I use it, with periods instead of hyphens, for all date-named files on electronic media. It puts them in chronological order.

For other than electronic media, I use the 7 Oct 12 format as per Strunk & White's 'The Elements of Style'.

Marc

Posted

The latter is the international standard for date related data. There is one standard so their is no mistakes when exchanging data between countries.
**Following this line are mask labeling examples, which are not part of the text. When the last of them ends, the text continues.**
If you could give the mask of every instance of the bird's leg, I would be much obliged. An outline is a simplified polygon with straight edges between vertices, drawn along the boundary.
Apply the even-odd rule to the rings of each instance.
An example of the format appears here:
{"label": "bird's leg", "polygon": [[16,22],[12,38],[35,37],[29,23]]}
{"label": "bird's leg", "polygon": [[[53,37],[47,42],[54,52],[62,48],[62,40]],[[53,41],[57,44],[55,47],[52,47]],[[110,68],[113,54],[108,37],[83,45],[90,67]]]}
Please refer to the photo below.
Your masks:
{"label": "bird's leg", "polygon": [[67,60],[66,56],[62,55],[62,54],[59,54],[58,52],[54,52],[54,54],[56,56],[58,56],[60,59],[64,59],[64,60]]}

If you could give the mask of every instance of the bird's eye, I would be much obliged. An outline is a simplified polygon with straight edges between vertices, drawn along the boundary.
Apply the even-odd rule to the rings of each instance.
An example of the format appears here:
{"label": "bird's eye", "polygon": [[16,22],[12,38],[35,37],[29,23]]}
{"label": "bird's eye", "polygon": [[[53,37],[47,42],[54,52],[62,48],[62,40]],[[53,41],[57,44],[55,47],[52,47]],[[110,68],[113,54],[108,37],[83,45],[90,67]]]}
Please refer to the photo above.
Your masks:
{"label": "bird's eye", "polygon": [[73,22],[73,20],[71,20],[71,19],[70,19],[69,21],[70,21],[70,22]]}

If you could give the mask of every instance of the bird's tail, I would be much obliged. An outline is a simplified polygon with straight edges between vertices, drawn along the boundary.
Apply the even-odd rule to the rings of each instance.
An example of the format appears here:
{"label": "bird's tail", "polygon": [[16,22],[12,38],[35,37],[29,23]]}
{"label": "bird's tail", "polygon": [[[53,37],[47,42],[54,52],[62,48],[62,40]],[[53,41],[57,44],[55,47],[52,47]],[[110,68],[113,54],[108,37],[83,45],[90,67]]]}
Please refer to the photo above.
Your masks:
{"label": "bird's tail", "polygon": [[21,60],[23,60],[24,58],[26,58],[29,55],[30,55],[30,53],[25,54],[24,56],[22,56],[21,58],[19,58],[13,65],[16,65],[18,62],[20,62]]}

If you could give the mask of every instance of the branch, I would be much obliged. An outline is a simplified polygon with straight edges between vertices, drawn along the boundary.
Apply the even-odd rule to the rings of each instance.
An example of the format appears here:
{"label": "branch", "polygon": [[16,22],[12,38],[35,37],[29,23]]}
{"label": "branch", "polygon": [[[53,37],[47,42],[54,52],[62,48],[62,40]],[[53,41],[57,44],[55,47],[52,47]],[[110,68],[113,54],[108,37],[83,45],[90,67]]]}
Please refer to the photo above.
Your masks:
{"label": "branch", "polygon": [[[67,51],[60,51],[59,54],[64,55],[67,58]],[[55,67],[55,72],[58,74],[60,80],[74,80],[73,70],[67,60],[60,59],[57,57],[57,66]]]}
That's one reason it's used by the US Armed forces.

We Americans tend to think that our way is the only way.

Posted

International Standard ISO 8601 states: 4 digit year - 2 digit month - 2 digit day.

Hyphen separators are optional and leading 0's recommended for month/day.
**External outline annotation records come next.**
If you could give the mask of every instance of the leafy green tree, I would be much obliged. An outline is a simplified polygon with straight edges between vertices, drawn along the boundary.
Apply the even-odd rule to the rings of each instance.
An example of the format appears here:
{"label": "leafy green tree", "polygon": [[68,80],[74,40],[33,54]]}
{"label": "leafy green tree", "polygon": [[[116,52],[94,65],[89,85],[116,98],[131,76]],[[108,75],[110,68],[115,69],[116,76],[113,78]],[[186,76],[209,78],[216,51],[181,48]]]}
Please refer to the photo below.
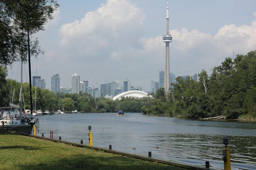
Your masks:
{"label": "leafy green tree", "polygon": [[66,111],[71,111],[74,110],[75,107],[75,101],[71,98],[65,98],[61,100],[63,104],[64,110]]}
{"label": "leafy green tree", "polygon": [[[48,19],[53,18],[52,14],[58,5],[53,0],[13,0],[11,1],[2,0],[0,5],[1,9],[3,10],[0,13],[1,20],[5,21],[1,25],[1,27],[6,29],[4,31],[4,35],[6,35],[7,33],[12,31],[17,33],[16,34],[20,38],[19,39],[14,38],[14,40],[16,40],[16,43],[14,44],[16,45],[14,45],[14,47],[18,47],[18,53],[22,60],[26,60],[25,56],[27,55],[29,67],[30,68],[31,55],[36,56],[41,52],[38,47],[38,42],[37,40],[34,41],[31,44],[30,36],[32,34],[44,30],[44,25]],[[6,38],[5,39],[5,38]],[[4,62],[5,63],[7,62],[10,54],[16,52],[11,50],[13,49],[13,47],[11,47],[11,47],[8,45],[10,44],[9,39],[11,40],[13,38],[13,37],[9,38],[8,36],[3,36],[5,40],[3,43],[3,46],[5,46],[4,53],[6,56],[7,56],[7,57],[6,57],[7,59],[4,58]],[[21,40],[17,40],[18,39]],[[26,43],[26,39],[27,43]],[[7,45],[5,46],[5,44]],[[32,44],[34,45],[31,45]],[[1,53],[2,51],[3,50],[1,51]],[[33,110],[30,69],[29,69],[29,82],[30,109]]]}
{"label": "leafy green tree", "polygon": [[0,107],[9,105],[9,91],[6,77],[7,76],[6,67],[0,66]]}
All as noted with above posts.

As an amateur radio operator I also use UTC time for all my contacts, but over the years used a "Day - Month - Year" format as that is what has been common in Europe, etc..

I've been getting more QSL cards of late with the ISO 8601 standard format. My next batch of QSL cards I'll be printing this next week will have the date set for the above.
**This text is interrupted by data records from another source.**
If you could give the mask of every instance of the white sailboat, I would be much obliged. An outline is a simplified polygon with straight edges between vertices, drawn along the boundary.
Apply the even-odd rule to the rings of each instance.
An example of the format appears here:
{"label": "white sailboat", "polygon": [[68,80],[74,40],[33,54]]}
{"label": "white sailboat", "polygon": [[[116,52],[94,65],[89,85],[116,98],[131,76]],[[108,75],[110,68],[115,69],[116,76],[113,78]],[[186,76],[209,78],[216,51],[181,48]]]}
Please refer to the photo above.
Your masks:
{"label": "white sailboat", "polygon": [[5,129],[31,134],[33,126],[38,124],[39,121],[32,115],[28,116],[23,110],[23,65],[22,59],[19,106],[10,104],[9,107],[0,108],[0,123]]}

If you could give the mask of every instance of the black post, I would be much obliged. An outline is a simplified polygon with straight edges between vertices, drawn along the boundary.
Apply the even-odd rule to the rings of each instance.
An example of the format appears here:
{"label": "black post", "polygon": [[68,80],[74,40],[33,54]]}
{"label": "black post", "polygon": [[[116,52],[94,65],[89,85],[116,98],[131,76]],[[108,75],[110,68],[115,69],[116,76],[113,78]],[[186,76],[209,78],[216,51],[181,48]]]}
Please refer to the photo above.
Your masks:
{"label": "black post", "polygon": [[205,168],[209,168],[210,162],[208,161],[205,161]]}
Certainly makes it easier for me anyway.

The 1st release of ISO 8601 was in 1988, the 2nd in 2000 and the most recent was in 2004 and is labeled as: ISO 8601:2004

Click the link below for more information than anyone might want about ISO 8601.

ISO 8601 Data

Posted

I give my reports document #'s that follow the idea. The document # is also listed on the agreement.

For instance, today's report doc # is 121007a.

If I had a second on the same day it would be 121007b

It keeps the reports linked to the date and agreement with all applicable signatures.

Posted

It's how we wrote the date on stuff in the Army; two digit year, two digit month, two digit day. I've used it for the past 16 years on my reports. Friday's building inspection report number is BIR-12100502 (Building Inspection Report performed on the afternoon of October 5th 2012.)

Go into your camera settings and change the format.

ONE TEAM - ONE FIGHT!!!

Mike

Posted

Yeah, me too. YYMMDDx. It keeps my files in order.

Back in the late 60's and during the 70's I was a computer programmer for various business mainframe systems. Data storage was bulky and a premium at that time, which is why we used YYMMDD for all dates instead of YYYYMMDD. Of course, this common practice led to the Y2K scare. I'm proud that I did my bit to employ the thousands of future computer geeks that eventually saved us all from a meltdown.

Posted

Oh.

It's just that when you see one thing one way for 50+ years, it's hard to see it another way and readily recognize (at least for this pea-brain).

Truth, justice, and the American way, Kibbel.